Arguing that we are in a cycle, not a new economy or new paradigm, speaker Dean Adler, CEO and founder of Lubert-Adler, kicked off the conference at the Doubletree Hotel by saying, “There’s too much money. Lenders will finance anyone. There’s a lot of short-term thinking for long-term investments.” He called for a “reality check.”

Adler cited the Center City condo market as a prime example. “Where’s the demand?” he asked, predicting the “huge excess will get very ugly in 18 months. It will burn off to a half-way decent market, and quality will sell over time,” he added, specifically citing the Rittenhouse and Washington Square markets. The experience, however, “shows why we should stick to the fundamentals” of supply and demand.

During a Town Hall meeting, Bill Hankowsky, CEO of Liberty Property Trust, said, “There’s still a wall of capital trying to invest in real estate,” and he expressed concern that the money might cause over development. He, too, urged discipline. John Derham, senior managing director of Cushman & Wakefield, noted that while vacancy rates are falling, rental rates have risen little over the past seven years. Bill Glazer, president of Keystone Property Group, added that office and industrial rates need to rise to cover increased construction costs.
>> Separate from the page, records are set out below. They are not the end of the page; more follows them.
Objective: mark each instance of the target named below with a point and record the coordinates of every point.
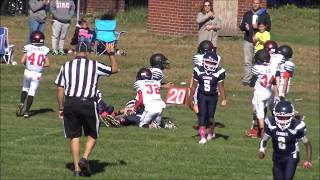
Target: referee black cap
(83, 47)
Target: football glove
(110, 121)
(307, 165)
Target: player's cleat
(170, 125)
(153, 125)
(78, 173)
(19, 111)
(211, 137)
(109, 121)
(61, 53)
(253, 133)
(203, 141)
(54, 52)
(26, 115)
(85, 167)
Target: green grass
(36, 149)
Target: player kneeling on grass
(148, 95)
(263, 81)
(35, 59)
(209, 78)
(285, 131)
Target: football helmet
(159, 60)
(286, 51)
(210, 62)
(37, 38)
(271, 46)
(283, 114)
(205, 46)
(262, 56)
(144, 74)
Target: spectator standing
(249, 24)
(62, 12)
(261, 37)
(209, 24)
(77, 85)
(37, 16)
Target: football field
(35, 148)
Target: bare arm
(202, 17)
(222, 93)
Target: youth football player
(264, 83)
(35, 59)
(148, 95)
(286, 132)
(209, 79)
The upcoming mayor’s race also came into the discussion. The election is seen as critical. With a field of five Democratic candidates, Hankowsky noted that the new mayor will win by 8,000 votes. Glazer added that the winning candidate must capitalize on the many opportunities that exist here. Hankowsky agreed: “We need an activist mayor.”
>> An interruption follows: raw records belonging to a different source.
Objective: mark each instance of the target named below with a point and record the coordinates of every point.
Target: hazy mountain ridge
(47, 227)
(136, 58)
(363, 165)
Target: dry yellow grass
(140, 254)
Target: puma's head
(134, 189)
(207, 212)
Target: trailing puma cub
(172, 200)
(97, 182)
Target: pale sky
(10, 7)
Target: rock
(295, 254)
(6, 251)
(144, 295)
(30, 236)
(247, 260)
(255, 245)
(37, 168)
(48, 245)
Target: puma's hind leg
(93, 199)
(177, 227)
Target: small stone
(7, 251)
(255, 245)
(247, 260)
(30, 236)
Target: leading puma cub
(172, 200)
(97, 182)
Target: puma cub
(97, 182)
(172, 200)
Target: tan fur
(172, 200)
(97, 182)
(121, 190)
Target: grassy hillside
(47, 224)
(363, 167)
In a session on the outlook for Center City, David Fahey, president of Binswanger’s commercial division, said, “Pay to play has hindered this city. We need political leadership.” He also urged for a plan on “how to grow a city in a smart way.”

“We’ve had a good run,” said Wayne Fisher, SVP and director of Grubb & Ellis, of the office market. “Philadelphia has been whacked twice by mergers and acquisitions and corporate downsizing. Is there another tidal wave heading our way?” He said some “storm clouds are starting to brew,” and wondered if banks might head for a major consolidation. He remains optimistic for 2007, but, in 2008 and 2009, “the wheels are going to come off a little bit.”

“Retail is more optimistic,” said Steve Gartner, president of Metro Commercial Real Estate. “Retail sets the tone for what goes on upstairs [in office buildings]. In Center City now there’s unbridled demand. Our prospects’ question is should we expand in Philadelphia or Scottsdale?”

Michael Desiato, group publisher and editorial director of Real Estate Media, went inside the real estate mind of Don Pulver, president of Oliver Tyrone Pulver Corp., who made the case for beautiful buildings. “There are pretty few beautiful buildings being constructed,” he said.